State ex rel. Martin v. Doyle

38 Wis. 92 | Wis. | 1875

Ryan, C. J.

It is unnecessary to pass upon the grave questions suggested on the argument, whether the legislature had power to pass chapters 243 of 1878, and 152 of 1874, submitting the relator’s claim to the final arbitrament of commissioners, approved by the secretary of state, and making the amount of an appropriation of public money dependent on the determination of persons not constitutional officers; and how far such a submission is in conflict with sec. 27, art. IV of the constitution : or with sec. 2, art. VII (Att'y Gen. v. McDonald, 3 Wis., 805; Gough v. Dorsey, 27 id., 119); or with sec. 2, art. VI (State v. Hastings, 10 id., 525).

For, conceding the power of the legislature, there appears to us to be no doubt that the true construction of sec. 2 of the act of 1873 makes the report of the commissioners dependent for validity on the approval of the secretary of state, and does not authorize payment of the amount reported without such approval. The terms of the section are express and positive that, upon the filing of the report with the secretary, “ on his *99approval thereof, he shall draw his warrant,” etc. It is not claimed that the payment is authorized by any general statute, and, without the approval of the secretary, there is no authority for it in this act.

We can see no ground for holding that the act of 1874 dispenses with the secretary’s approval. .That act relates solely to the duty of the commissioners. If we could hold it as doing away with the secretary’s approval, we do not see how that could aid the relator. Eor the power to approve and to pay in the act of 1873, is so connected and dependent in terms, that a constructive repeal of part would appear to carry with it the whole.
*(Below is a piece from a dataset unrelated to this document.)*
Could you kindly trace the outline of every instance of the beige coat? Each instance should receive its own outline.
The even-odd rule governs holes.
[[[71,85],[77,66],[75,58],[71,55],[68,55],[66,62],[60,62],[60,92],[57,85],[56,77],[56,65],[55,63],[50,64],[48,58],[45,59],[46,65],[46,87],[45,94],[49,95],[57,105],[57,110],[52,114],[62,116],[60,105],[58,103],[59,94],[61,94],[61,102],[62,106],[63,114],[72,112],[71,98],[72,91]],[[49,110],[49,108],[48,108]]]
But there is no conflict between the two provisions, which are in entire harmony.

It was argued for the relator, that the approval required by the act is merely formal, giving the secretary no discretion; that the legislature had provided for the liquidation of the amount otherwise ; and that, when so liquidated, it was oh the footing of a sum certain appropriated by law, which it was the duty of the secretary, without discretion, to audit. We cannot bring ourselves to believe that the legislature so intended. In practice, the secretary audits all appropriations, which _ are paid only on his warrant. But the legislature does not, therefore, mate positive and specific appropriations subject in terms to his approval. Such language is not usual; and when used, it must be with a purpose, to which it is our duty to give effect. It must be intended to mean something more than mere form. And it appears to us that the intention is not far to seek. Here was, to say the least, an unusual and dangerous mode of appropriation. It seems wise to have made it subject to the discretion of the auditing officer of the state. And we cannot but hold that, in providing for his approval as a condition of payment, the legislature intended, for the protection of the state, to confer upon that officer power to control the payment, by his approval or disapproval of the amount reported. *100The secretary approved the report as to part of the amount, and refused to approve it as to other part. Whether or not he mistook his power in doing this, certain it is that he could not bind the state beyond his actual approval. His approval of part cannot operate against the state as an approval of the whole, or bar the state from insisting on his refusal to approve the rest. The part approved has been paid. The part of which we are asked to enforce payment by this wfit, has not been approved. We surely cannot compel the secretary to pay against his disapproval what is in terms payable only' on his approval.

For these reasons, the motion to quash the alternative writ must prevail.

By the Court. — Motion granted, and writ quashed.